Learn why an auditor is a watchdog, not a bloodhound, and how their role is essential in maintaining trust and accountability in the business world. Trust your auditor as your financial watchdog.
The auditor is the agent of the shareholders as he is appointed by them He has to protect the property of business. He has to play the role of watch dog for the protection of rights of owners. He is not a blood hound as he can not loot the property of the business for his own benefit
The duty of watch dog is as a thief enters into the house, the watch dog starts to bark at the suspected person to make the owner alert. Similarly the auditor should also act as watch dog If the management fails to protect the rights of shareholders, he must report to shareholders about this fact.
The statement “An auditor is a watch dog but not blood hound” was remarked of Justice Lopes in Kingston
Cotton Mills case in 1896. The facts of the case were as follows:-
The accounts of the company had been manipulated by the manager by overvaluing the stock for a number of years. Thus the profits were inflated and consequently dividend was paid out of capital. The auditor had relied on the stock sheet which was prepared by the officers of the company and signed by the manager. So a suit was brought against the auditor for negligence. The auditor argued that he accepted the stock sheets duly attested by officers.
So Justice Lopes remarked as
The auditor has to use reasonable caution, care and skill. What is a reasonable care depends upon circumstances of each case. The auditor has no need to behave like a detective. “He is a watchdog and not a blood hound”. So he is justified in believing on said servants of the company. He should not be suspicious unless and until circumstances make him suspicious. It is not obligatory for auditor to trace out preplanned and carefully laid schemes of fraud, which have gone undetected for years by the directors.

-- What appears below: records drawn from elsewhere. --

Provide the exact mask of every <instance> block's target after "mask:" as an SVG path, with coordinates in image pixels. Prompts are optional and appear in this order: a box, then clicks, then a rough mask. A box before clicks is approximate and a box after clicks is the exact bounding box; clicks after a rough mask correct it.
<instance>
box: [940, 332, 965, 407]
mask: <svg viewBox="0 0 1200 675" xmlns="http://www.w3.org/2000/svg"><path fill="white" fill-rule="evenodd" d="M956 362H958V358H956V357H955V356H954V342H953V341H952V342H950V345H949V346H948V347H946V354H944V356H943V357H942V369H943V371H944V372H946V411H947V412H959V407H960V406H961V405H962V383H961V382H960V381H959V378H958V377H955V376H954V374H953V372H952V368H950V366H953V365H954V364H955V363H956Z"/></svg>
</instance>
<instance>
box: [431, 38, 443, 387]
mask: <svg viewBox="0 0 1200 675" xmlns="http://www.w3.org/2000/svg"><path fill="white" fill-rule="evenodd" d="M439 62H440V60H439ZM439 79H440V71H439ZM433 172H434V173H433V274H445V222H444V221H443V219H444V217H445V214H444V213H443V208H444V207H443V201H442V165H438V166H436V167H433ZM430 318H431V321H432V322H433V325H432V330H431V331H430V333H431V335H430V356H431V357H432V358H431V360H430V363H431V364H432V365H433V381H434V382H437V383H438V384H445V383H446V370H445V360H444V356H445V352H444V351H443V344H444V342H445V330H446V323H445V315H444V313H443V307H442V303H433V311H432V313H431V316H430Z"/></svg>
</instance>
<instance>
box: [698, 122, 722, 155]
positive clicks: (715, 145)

The case of Mckesson and Robbinson in USA in 1938 has changed the standard of audit work Now the auditor should be present at the time of stock taking He can see whether the procedure followed for stock taking is proper. If he is not satisfied with the procedure then he can mention this fact in his report.
Conclusion
In conclusion, an auditor is a watchdog, not a bloodhound. Their role is to provide assurance, maintain trust, and promote accountability and transparency in financial reporting. By understanding the true nature of an auditor’s responsibilities, stakeholders can appreciate the vital role they play in upholding integrity and confidence in the business world.